Ritiene che ci sia un eccessivo accanimento nei confronti delle forze dell’ordine, sia dal punto di vista dell’opinione pubblica sia da quello giudiziario?

Per quanto riguarda l’opinione pubblica non le posso dire nulla perché il mio caso fino ad oggi era rimasto fortunatamente riservato, mentre per l’aspetto giudiziario ho purtroppo constatato che vi sono gravi e profonde carenze. Nei giudici ho riscontrato un’obiettività degna di nota, una sensibilità professionale inaspettata tanto da non tralasciare nessuna ipotesi al fine di arrivare ad emettere un giudizio serio, passando spesso anche in fasi di contestazioni probabilmente dirette a ricercare in modo esaustivo la verità.
Tuttavia nel PM e in chi esercita l’azione penale ho riscontrato una scarsa volontà nel ricercare la verità e una totale assenza di umiltà professionale, tanto da portarli a non arretrare di un passo nonostante il quadro accusatorio facesse acqua da tutte le parti.
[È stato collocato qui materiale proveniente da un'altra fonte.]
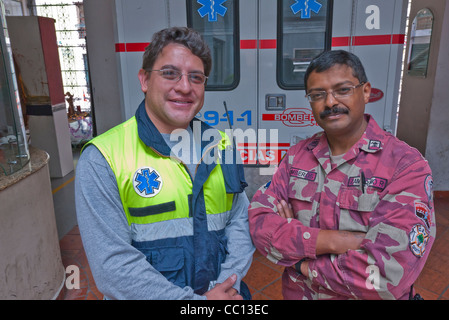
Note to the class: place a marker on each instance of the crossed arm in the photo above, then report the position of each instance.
(328, 241)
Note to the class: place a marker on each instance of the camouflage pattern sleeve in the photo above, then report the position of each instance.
(282, 241)
(400, 234)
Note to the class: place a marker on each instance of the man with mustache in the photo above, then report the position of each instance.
(155, 225)
(349, 212)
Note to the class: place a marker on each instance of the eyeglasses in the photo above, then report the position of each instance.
(338, 93)
(176, 75)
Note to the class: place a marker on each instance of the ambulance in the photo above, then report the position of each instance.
(260, 51)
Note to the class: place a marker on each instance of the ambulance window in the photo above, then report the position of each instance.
(421, 34)
(220, 28)
(304, 31)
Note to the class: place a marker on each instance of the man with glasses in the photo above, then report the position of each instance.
(349, 212)
(156, 224)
Ho riscontrato un azione penale basata su una personale convinzione e non sui fatti.
Un vero problema che ha evidenziato un’azione penale non alla ricerca della verità ma posta sulla strada della presunzione di colpevolezza.
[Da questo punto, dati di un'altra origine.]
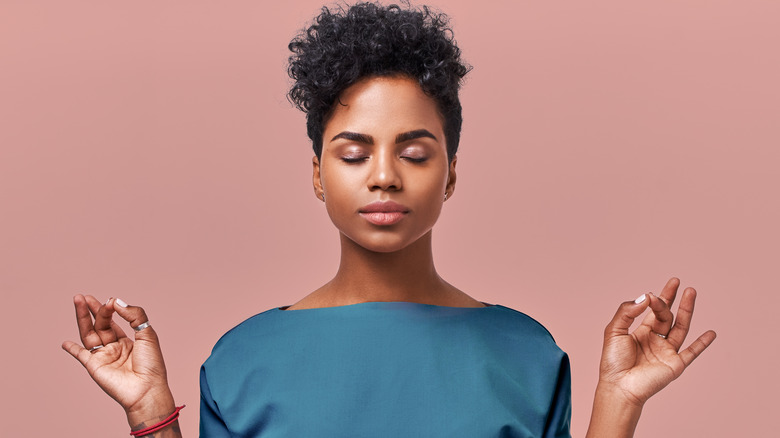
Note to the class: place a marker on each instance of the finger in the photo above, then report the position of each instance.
(668, 294)
(87, 333)
(625, 316)
(135, 316)
(102, 313)
(95, 306)
(698, 346)
(663, 316)
(684, 315)
(80, 353)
E mi sembra che i principi della Costituzione e del nostro ordinamento giuridico non siano quelli.

Come è cambiata la Sua vita da quando non è più in polizia?

In meglioCerto sono ad un punto zero. Devo ripartire e cercare di trovare il mio posto nella società, ma considerando che ho 38 anni ho ancora il tempo dalla mia parte.